Teatr Druga Strefa to miejsce trochę na uboczu i na widowni było zaledwie pięć osób, czułem się tą całą sytuacją zażenowany, bo siedzą kurwy na Facebooku i nabijają kabzę Zuckerbergowi, klikają w jakieś Pudelki, płacą po 35 zł za bilet na Igrzyska Śmierci czy Listy do M a tutaj sztuka na najwyższym poziomie, śpiew, taniec, po polsku, po włosku, to wszystko jedna aktorka i chuj. Do tego sztuka oceniana bardzo wysoko: https://ewejsciowki.pl/warszawa/teatry/teatr-druga-strefa,8/nie-lubie-pana-panie-fellini,5334
Było mi tak smutno, że jak tak stali i wszystkim nam dziękowali podszedłem do pana Marka i zacząłem go pytać dlaczego tu jest tak mało ludzi i czy nie myśleli nad tym, żeby promować te występy twarzą Roberta, bo na pewno wielu Polaków by przyszło do teatru zobaczyć Roberta, nawet tych debili skończonych – a nuż się wkręcą, coś im się w głowie odblokuje, otworzą się na sztukę.

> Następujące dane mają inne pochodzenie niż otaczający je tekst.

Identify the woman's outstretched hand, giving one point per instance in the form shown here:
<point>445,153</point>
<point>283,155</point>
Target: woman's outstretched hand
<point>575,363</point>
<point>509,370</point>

Pan Marek tylko się zaśmiał, ale zanim odpowiedział to jego syn mu przerwał i zaczął opowiadać, że bardzo by mu na tym zależało, bo to pieniądze a on na razie nie ma sponsorów, że z ręką jest już całkiem dobrze i rzeczywiście – byłem w szoku – ręka jak nowa. Spytałem go o to jakie ma plany, ale wtedy jeszcze nie marzył o powrocie do F1, bo powiedział, że na razie zajmuje się swoją dziewczyną a co do kariery to czas pokaże.
To co najbardziej mnie w tym wszystkim poruszyło to słowa Roberta: „Mam dość szkalowania mojej osoby na Wykopie, ludzie wrzucają moje zdjęcia a potem jacyś debile mówią, że to nie ja. Nie rozumiem tego fenomenu.”